DISTRICT COURT OF SOUTH AUSTRALIA

(Civil)

ELLIOTT v THE STATE OF SOUTH AUSTRALIA AND ORS (No 2)

[2014] SADC 100

Judgment of His Honour Judge Slattery

6 June 2014

PROCEDURE - COSTS - DEPARTING FROM THE GENERAL RULE

Defendants claim costs against the plaintiff on a solicitor and client basis.

Principal action involved claims by the plaintiff against the defendants of negligence, malicious prosecution and the tort of misfeasance in a public office. The Court found that there was no case to answer by any of the defendants. Plaintiff’s claim struck out including on the basis that it was hopeless and without any prospect of success.

Whether the circumstances of the case warrant departure from the general rule in the exercise of the Court’s discretion.

Held: Plaintiff to pay the defendants’ costs on a solicitor/client basis.

District Court Civil Rules 2006 r 264(5)(a); Australian Road Rules  r 59; Road Traffic Act 1961 s 79B; Road Traffic (Miscellaneous) Regulations 1999 reg 15; Evidence Act 1929 s 67C; District Court Act 1991 s 42(1), referred to.
Northern Territory v Mengel (1995) 185 CLR 307; Re Wilcox (1996) 72 FCR 151; Calderbank v Calderbank [1975] 3 All ER 333; Colgate-Palmolive Company and Anor v Cussons Pty Ltd [1993] FCA 536; Fountain Selected Meats (Sales) Pty Ltd v International Produce Merchants Pty Ltd [1988] FCA 202; Board of Examiners v XY (2006) 25 VAR 193; Yilan v Minister for Immigration & Multicultural Affairs [1999] FCA 1212, considered.

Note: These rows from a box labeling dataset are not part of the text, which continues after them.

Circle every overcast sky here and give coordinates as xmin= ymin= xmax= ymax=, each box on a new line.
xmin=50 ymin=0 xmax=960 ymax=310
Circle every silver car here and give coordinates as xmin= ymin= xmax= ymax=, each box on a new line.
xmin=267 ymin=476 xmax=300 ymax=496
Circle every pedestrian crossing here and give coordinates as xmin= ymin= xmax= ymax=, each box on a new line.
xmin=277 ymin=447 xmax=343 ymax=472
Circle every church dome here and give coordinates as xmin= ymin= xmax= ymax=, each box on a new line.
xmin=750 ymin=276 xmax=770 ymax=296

ELLIOTT v THE STATE OF SOUTH AUSTRALIA AND ORS (No 2)
[2014] SADC 100

  1. I delivered judgment on this matter on 31 May 2013.[1] I found there was no case to answer and struck out the plaintiff’s claim.  I then reserved the question of costs for further consideration.

    [1]    Elliott v The State of South Australia & Ors [2013] SADC 140.

  2. Following the delivery of my judgment, the defendants have made an application that the plaintiff pay the defendants’ cost on a solicitor and client basis pursuant to rule 264(5)(a) of the District Court Civil Rules 2006. That rule reads as follows:

    264- Basis for awarding costs

    ...

    (5)     In exercising its general discretion as to costs, the Court may—

    (a)     award costs as between solicitor and client (that is, on the basis that the party will be fully reimbursed for costs reasonably incurred by the party in the conduct of the litigation); or

    (b)     award costs on the basis of an indemnity (that is, on the basis that the party will be fully reimbursed for costs incurred by the party in the conduct of the litigation except to the extent that the party liable for the costs shows them to have been unreasonably incurred); or

    (c)     …

    (d)     …[2]

    [2] District Court Civil Rules 2006 (SA), r 264(5)(a).

    Background

  3. This matter came before this Court after the plaintiff successfully challenged a charge that was decided in the Magistrate’s Court of failing to comply with a traffic light signal pursuant to rule 59(1) of the Australian Road Rules contrary to s 79B of the Road Traffic Act 1961 (SA) and regulation 15 of the Road Traffic (Miscellaneous) Regulations 1999 (SA). Subsequently, the plaintiff brought an action in this Court against seven defendants who were involved in preparing information preparatory to the prosecution and in prosecuting the charge in the Magistrates Court. In his statement of claim, the plaintiff pleaded the following causes of action:

    7.1     the defendants or any of them were negligent in the manner in which they prosecuted the action; and/or

    7.2     maliciously prosecuted the plaintiff in the Holden Hill Magistrates Court proceedings; and/or

    7.3     in pursuing the prosecution in the manner they did, the defendants committed the tort of misfeasance in a public office.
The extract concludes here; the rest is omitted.